To help accelerate the development of antiviral therapies against COVID-19, CAS, a division of the American Chemical Society, has curated a data set of nearly 50,000 chemical substances with known or potential antiviral activity that could serve as potential leads. The data set, which CAS has made publicly available through open access, was curated from the CAS Registry of more than 160 million chemical substances.
“We have this wealth of knowledge that we’re sitting on—these databases in science that we’ve built for the last 113 years—and we want to open up key parts of it to help accelerate treatments and/or vaccines to COVID-19,” says Michael Dennis, vice president for innovation at CAS.
Dennis says the idea for this data set came out of two tables in a recent publication by CAS in ACS Central Science that included antiviral and small molecules with potential therapeutic applications against COVID-19 (DOI: 10.1021/acscentsci.0c00272). The article has already received more than 200,000 views, and CAS wanted to expand this resource.
Using SciFindern and other tools, algorithms, and models, “we started compiling a list of 100-plus compounds with known antiviral activity as reported in the literature,” such as remdesivir, Dennis says. “We then found many similar compounds and distilled them down to 50,000 candidate compounds by biological activity, such as anti-infective agents, respiratory systems agents, and enzyme inhibitors.”

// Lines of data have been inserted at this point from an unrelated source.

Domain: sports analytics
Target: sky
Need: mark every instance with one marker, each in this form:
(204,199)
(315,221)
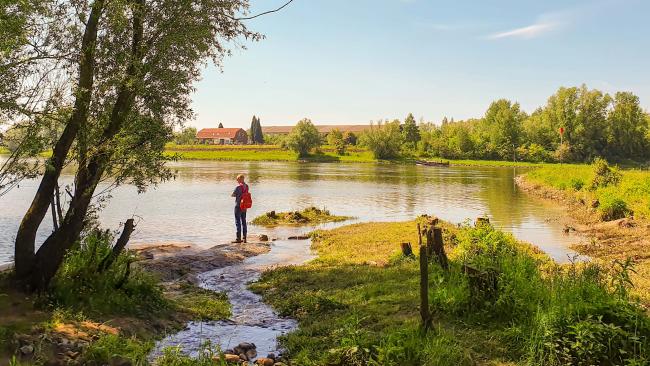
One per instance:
(356,61)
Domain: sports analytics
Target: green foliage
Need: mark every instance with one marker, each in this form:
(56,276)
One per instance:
(109,347)
(335,138)
(354,312)
(255,134)
(603,175)
(79,285)
(384,140)
(186,137)
(303,137)
(410,131)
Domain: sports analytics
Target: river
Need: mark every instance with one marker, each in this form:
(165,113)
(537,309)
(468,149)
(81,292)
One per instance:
(196,208)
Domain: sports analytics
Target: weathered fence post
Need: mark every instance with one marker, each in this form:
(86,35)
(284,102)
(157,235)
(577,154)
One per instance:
(424,284)
(407,250)
(439,248)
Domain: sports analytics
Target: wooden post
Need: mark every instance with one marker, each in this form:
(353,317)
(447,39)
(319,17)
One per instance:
(424,289)
(439,248)
(407,250)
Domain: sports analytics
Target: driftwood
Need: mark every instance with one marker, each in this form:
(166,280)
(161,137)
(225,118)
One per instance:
(407,250)
(129,226)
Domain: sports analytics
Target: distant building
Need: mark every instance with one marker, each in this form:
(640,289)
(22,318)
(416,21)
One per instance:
(222,136)
(323,129)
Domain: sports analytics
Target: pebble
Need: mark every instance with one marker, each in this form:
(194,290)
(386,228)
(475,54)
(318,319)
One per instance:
(27,349)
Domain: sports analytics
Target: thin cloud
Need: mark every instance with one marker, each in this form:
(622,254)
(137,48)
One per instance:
(545,24)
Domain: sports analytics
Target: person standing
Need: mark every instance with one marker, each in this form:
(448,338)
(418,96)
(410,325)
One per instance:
(240,213)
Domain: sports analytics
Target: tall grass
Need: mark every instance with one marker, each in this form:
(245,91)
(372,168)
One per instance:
(357,305)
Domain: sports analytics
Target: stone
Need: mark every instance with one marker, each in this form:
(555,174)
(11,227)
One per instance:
(264,361)
(251,354)
(246,346)
(229,358)
(119,361)
(27,349)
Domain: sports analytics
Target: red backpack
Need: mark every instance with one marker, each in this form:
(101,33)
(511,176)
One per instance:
(246,198)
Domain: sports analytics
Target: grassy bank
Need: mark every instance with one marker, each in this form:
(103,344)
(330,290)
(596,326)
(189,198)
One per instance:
(308,216)
(628,194)
(357,304)
(262,153)
(93,317)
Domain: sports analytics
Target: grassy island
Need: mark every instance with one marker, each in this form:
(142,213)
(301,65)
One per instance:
(309,216)
(358,303)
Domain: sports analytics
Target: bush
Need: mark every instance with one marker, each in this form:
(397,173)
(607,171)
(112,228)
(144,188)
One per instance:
(79,285)
(303,138)
(612,207)
(603,175)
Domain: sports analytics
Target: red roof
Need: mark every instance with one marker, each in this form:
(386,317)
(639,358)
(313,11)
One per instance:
(218,133)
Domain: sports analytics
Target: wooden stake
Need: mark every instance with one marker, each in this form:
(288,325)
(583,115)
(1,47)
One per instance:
(424,289)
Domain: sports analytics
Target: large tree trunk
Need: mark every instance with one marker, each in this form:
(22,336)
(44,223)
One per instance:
(26,237)
(50,256)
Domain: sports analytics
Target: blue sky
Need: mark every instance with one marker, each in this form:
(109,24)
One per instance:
(353,61)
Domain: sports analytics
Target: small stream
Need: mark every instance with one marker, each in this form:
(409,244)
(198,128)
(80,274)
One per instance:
(252,320)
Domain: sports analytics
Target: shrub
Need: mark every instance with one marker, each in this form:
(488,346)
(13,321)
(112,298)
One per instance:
(611,206)
(603,175)
(303,138)
(78,283)
(384,140)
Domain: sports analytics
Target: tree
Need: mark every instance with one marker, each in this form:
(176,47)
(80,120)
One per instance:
(335,138)
(187,136)
(503,124)
(410,131)
(256,131)
(384,140)
(303,137)
(132,67)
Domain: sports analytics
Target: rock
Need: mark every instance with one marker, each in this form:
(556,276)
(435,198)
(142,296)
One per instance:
(27,349)
(246,346)
(264,361)
(251,354)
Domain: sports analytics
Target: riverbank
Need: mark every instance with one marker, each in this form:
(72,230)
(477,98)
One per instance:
(615,219)
(162,297)
(357,303)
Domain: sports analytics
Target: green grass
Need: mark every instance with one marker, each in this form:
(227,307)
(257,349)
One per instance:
(309,216)
(357,304)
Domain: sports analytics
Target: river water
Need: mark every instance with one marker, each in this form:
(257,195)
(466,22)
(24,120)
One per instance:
(196,208)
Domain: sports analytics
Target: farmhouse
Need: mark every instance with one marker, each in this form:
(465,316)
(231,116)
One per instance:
(222,136)
(323,129)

CAS has also deposited this data set to the Allen Institute for AI’s COVID-19 Open Research Dataset to support the recent White House Office of Science and Technology Policy call to support COVID-19 research for treatments and vaccines.
Dennis says this is the first of several data sets that CAS is curating to help with the discovery of new treatments for COVID-19.
CAS president Manuel Guzman says that “CAS is fully committed to leveraging our content, technology, and expertise in every way possible” to support researchers and health-care professionals on the front lines of fighting this disease.